Interesting, so it's GCA_002728275.1 that might be the real trouble-maker here and not GCA_938030875.1. GCA_002728275.1 has an exceptionally high number of ambiguities (0.45%), such that some kmers have more than one N. GCA_938030875.1 on the other hand has no Ns at all. Why the issue emerges when I add GCA_938030875.1 to the mix is not clear.

fpusan commented 4 months ago

I managed to reproduce the error from your dataset. Thanks for the super easy commands to reproduce it.

SuperPang compresses nucleotides into 2 bit words in order to save some memory during graph creation, but of course this only works if your alphabet has only 4 letters (ACTG). The presence of Ns was leading to some undefined behaviour instead of throwing an error right away. This was manifesting later when checking that adjacent vertices in the DBG were actually associated to consecutive kmers.

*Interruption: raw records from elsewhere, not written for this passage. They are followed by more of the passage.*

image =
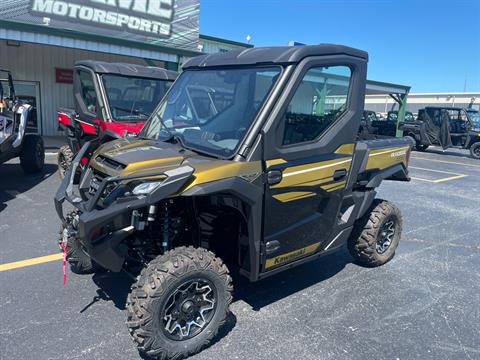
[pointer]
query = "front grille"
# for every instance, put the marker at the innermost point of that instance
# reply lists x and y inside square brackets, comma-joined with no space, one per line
[95,181]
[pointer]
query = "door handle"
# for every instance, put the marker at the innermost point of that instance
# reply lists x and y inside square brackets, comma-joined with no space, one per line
[274,177]
[339,174]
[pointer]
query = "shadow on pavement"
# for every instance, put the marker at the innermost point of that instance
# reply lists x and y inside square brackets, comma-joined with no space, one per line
[14,182]
[116,286]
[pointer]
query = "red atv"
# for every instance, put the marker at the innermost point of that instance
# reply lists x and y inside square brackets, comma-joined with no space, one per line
[112,100]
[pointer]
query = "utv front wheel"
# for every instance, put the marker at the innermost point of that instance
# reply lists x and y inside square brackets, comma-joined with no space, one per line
[80,262]
[376,235]
[32,156]
[421,147]
[475,150]
[179,302]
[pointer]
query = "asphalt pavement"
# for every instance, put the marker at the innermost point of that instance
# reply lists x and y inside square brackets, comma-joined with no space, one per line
[424,304]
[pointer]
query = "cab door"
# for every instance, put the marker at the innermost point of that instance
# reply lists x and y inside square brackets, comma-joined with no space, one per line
[309,144]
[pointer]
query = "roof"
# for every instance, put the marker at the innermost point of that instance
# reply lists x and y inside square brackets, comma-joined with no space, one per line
[271,55]
[224,41]
[378,87]
[124,69]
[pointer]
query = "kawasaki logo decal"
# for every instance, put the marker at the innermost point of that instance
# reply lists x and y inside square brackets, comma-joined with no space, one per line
[284,258]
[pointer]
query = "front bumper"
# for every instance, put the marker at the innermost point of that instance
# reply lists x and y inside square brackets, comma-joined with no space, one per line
[101,230]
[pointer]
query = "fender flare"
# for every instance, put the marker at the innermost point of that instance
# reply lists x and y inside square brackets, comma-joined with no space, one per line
[395,172]
[252,195]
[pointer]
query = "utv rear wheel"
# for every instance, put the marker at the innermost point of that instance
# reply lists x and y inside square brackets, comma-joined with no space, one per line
[376,235]
[64,160]
[32,156]
[179,302]
[475,150]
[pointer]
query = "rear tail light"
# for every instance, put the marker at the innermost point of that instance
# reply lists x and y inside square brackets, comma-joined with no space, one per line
[407,157]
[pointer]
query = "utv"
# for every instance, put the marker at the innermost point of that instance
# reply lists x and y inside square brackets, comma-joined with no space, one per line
[14,141]
[446,127]
[112,100]
[250,161]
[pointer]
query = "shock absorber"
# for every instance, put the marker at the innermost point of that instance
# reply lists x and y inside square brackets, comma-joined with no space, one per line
[166,221]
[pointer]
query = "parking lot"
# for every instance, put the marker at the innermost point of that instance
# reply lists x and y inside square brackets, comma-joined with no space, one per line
[423,304]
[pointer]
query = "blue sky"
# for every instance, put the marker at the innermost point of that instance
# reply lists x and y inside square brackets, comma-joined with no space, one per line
[433,46]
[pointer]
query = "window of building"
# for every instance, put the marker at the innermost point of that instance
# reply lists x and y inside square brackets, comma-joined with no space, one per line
[318,102]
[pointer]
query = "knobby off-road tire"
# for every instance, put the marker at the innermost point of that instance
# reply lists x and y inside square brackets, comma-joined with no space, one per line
[79,261]
[157,302]
[376,235]
[32,156]
[475,150]
[64,160]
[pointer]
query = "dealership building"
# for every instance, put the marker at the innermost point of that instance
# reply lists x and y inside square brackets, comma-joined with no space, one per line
[384,103]
[40,40]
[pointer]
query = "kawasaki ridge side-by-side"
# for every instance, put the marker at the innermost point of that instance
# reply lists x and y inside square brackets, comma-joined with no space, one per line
[250,162]
[112,100]
[15,141]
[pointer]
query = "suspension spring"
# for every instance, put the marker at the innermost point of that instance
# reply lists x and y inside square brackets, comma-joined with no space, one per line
[166,221]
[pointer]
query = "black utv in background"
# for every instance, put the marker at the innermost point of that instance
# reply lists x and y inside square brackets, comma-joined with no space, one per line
[249,163]
[15,141]
[446,127]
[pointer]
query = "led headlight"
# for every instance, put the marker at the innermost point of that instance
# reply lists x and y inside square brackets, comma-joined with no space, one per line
[146,188]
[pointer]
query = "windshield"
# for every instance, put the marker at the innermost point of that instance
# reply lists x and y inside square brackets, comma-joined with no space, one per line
[475,118]
[131,98]
[5,90]
[211,110]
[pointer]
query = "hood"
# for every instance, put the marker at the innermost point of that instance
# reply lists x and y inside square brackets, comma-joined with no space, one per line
[120,127]
[125,157]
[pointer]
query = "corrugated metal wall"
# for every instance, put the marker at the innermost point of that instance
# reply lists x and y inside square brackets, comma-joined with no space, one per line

Anyways I made it so that compression will only happen for --gap-size 1, since no Ns should remain in that case. Otherwise SuperPang will use the uncompressed kmers as hash keys to check whether a kmer was already added to the DBG or not, this will consume more memory but otherwise give similar results. I checked the fix on your dataset and it now runs ok. The fix is already commited to the main branch

alephreish commented 4 months ago

Wow, thanks for the quick fix! From a very cursory look, I also started suspecting compress()/decompress() although the fact that it used to run smoothly with all those Ns before was puzzling... Thanks again!